Take note, hospitals and other outpatient facilities that bill Medicare for outpatient intensity-modulated radiation therapy (“IMRT”): The Department of Health and Human Services Office of Inspector General (the “OIG”) is focusing its attention on you. Specifically, the OIG recently announced that it will review Medicare payments for outpatient IMRT to determine whether payments have been made in accordance with Medicare billing rules and regulations. The OIG’s new agenda item appears in its Fiscal Year 2015 Work Plan Mid-Year Update, which was released on May 28, 2015. (IMRT is an advanced mode of high-precision radiotherapy in which computer-controlled linear accelerators deliver precise radiation doses to a malignant tumor or specific areas within the tumor.) If the OIG finds that a significant or even a substantial number of claims were prepared incorrectly, it will likely recommend that CMS focus more attention on IMRT claims, raising the probability that providers will be audited and potentially face demands for the refund of overpayments.

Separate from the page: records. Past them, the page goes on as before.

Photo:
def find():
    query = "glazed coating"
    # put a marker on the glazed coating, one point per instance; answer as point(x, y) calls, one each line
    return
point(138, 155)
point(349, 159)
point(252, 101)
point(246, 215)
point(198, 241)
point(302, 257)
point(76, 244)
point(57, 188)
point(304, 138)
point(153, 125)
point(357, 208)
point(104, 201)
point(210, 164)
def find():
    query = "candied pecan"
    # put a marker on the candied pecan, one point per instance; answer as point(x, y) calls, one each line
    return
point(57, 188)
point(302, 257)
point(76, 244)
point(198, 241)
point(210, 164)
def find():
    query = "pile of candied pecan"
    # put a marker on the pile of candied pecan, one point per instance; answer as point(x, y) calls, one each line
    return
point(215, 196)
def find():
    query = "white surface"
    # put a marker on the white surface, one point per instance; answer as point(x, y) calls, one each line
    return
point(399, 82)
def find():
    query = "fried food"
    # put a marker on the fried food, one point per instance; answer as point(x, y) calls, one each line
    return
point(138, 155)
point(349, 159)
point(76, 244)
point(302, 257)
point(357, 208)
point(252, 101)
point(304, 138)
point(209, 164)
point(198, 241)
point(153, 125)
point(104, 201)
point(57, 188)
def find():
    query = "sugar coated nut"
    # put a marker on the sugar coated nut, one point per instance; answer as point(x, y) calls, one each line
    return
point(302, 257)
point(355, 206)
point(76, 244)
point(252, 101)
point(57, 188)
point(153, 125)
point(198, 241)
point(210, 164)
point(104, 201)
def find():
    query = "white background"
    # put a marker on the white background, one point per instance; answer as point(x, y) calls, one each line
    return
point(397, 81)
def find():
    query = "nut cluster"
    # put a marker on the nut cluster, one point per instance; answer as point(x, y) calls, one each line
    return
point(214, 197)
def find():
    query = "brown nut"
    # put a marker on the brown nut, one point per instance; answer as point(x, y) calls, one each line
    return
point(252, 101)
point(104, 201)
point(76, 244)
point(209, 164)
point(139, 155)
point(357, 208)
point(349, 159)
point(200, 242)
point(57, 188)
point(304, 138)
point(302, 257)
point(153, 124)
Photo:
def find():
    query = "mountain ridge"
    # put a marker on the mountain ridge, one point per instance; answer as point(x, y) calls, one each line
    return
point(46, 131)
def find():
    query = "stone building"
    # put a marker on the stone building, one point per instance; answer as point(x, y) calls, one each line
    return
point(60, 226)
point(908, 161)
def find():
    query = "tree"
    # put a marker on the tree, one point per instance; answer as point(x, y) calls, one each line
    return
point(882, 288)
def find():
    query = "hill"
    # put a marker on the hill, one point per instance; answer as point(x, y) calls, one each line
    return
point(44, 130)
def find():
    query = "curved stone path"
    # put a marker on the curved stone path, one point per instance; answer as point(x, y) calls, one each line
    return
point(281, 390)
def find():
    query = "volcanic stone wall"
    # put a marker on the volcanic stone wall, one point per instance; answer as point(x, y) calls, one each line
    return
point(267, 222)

According to the Update, the OIG plans to scrutinize Medicare claims specifically for evidence of separate billing for procedures or services that are required to be bundled and billed together as services performed in developing an IMRT treatment plan. Under the Medicare billing rules, CPT code 77301 should be used to identify services performed for IMRT planning. Medicare Claims Processing Manual, CMS Pub. 100-04, Ch. 4, §§ 200.3.1-3.2. Payment for services identified by CPT codes 77014, 77280-77295, 77305-77321, 77331, 77336 and 77370 is included in the payment for IMRT planning when these services are performed in developing the plan. The latter CPT codes can be billed in addition to CPT code 77301, either on the same or different date of service as the IMRT plan, but only if the services were not provided in connection with development of the treatment plan. CPT codes 77401 through 77416 or 77418 may be billed on the same date of service as long as the services are furnished at separate treatment sessions. Modifier -59 should be appended to the appropriate code to indicate a distinct procedural service.

The OIG’s new Work Plan agenda item was evidently prompted by the agency’s previous findings that certain hospitals unbundled IMRT planning services by including, on the same claim, IMRT planning services and additional codes for services covered by the payment for development of the treatment plan. See, e.g., OIG, Medicare Compliance Review of Good Samaritan Hospital for Calendar Years 2010 and 2011, July 2014, No. A-09-13-02008; Medicare Compliance of Memorial Hospital for Calendar Years 2010 and 2011, Jan. 2014, No. A-07-13-01124; Medicare Compliance Review of MedStar Washington Hospital Center, Oct. 2013, No. A-03-12-06103. Based on these findings, the OIG recommended that the hospitals refund the associated overpayments to the Medicare program.

Facilities and others who bill for IMRT should review their billing procedures to ensure that their Medicare claims are following these rules.